I have seen this pattern again and again, in a number of Catholic settings.

This is only one element of the abuse crisis our church is undergoing right now, but I believe it’s a huge element and it needs to be addressed. We have called good evil and evil good. Suffering is not good. Because suffering is not good, the redemption of suffering is wondrously good. Because suffering is not good, the endurance of unavoidable suffering in union with Christ is heroic. But we can’t begin to understand these truths if we pretend that suffering itself is good.

Suffering is bad. Deliberately causing suffering is a sin.
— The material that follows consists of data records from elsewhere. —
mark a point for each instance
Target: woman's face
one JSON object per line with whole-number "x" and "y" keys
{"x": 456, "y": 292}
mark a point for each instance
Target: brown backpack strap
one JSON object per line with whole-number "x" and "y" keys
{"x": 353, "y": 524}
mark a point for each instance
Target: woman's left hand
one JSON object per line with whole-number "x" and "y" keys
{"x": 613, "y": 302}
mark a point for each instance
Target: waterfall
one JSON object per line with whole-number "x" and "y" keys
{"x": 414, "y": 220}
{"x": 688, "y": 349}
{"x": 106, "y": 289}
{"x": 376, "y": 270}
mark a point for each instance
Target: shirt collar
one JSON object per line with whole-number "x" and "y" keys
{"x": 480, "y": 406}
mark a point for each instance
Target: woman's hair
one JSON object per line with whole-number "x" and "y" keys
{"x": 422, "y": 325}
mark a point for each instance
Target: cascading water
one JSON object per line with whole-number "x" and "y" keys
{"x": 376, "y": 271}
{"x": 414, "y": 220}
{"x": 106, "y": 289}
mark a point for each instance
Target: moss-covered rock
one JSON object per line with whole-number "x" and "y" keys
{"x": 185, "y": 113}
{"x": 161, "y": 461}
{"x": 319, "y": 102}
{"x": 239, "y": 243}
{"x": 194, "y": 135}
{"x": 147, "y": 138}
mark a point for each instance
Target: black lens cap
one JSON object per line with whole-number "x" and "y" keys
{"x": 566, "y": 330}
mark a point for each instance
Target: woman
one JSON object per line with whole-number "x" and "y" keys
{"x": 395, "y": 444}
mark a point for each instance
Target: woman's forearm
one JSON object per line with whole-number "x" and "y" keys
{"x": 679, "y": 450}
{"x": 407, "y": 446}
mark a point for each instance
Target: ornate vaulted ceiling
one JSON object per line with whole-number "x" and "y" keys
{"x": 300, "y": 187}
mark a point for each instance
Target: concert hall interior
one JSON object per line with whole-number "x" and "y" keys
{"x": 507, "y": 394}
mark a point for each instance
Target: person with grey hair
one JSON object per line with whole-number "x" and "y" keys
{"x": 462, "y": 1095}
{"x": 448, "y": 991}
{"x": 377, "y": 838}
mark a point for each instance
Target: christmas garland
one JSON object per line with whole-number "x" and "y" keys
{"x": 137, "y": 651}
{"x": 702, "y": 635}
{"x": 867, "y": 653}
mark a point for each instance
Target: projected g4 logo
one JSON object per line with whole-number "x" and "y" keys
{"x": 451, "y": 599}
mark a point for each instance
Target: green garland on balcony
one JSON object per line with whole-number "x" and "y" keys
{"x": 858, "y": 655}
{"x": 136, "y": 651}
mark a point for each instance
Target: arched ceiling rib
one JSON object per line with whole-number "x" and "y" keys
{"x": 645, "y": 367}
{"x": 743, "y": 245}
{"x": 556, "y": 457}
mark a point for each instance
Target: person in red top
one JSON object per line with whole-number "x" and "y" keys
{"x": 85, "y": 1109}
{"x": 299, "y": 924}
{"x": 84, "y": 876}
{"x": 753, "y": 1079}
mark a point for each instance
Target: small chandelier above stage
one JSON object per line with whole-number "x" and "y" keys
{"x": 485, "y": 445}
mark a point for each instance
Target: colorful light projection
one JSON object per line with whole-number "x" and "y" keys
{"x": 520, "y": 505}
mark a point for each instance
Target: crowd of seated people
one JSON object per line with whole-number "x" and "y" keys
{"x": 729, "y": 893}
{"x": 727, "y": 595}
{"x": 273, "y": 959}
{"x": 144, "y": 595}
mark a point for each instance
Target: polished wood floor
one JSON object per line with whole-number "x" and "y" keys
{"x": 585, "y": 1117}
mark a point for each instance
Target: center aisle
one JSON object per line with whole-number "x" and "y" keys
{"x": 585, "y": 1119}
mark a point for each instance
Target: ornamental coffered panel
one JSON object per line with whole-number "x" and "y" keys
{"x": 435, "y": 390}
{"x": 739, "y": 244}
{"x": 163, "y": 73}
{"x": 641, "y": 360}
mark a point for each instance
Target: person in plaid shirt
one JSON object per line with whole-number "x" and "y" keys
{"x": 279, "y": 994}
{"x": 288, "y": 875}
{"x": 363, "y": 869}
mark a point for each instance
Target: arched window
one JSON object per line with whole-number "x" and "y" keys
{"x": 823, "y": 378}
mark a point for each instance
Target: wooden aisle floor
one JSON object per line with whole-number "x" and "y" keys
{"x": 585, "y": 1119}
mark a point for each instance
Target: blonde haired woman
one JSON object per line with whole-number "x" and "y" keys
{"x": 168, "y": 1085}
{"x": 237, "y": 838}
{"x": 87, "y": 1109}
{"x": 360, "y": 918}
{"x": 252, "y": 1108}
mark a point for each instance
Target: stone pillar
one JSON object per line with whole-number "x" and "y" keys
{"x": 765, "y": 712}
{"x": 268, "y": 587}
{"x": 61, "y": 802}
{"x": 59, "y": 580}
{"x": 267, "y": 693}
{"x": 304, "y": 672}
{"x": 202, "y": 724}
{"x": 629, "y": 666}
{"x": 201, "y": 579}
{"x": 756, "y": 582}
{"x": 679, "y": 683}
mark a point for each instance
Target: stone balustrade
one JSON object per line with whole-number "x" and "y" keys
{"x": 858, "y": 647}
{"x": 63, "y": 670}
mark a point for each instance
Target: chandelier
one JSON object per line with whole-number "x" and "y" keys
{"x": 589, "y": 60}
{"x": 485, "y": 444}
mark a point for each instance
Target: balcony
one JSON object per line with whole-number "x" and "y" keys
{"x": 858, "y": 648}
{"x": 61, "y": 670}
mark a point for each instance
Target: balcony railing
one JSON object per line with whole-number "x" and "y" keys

And I think it’s also a particularly destructive sin to sell suffering people the lie that they’ve been given a blessing. What Christ wants you to do for a suffering person is what He did– go to them, befriend them,  heal them if you can. Bear their shame with them and speak out on their behalf.

If you are suffering right now, I’m very sorry. I hope you can find comfort in knowing that you are in Christ. But in any case, please don’t torment yourself with the added burden of imagining this is somehow a good thing.

You’re already suffering enough without that.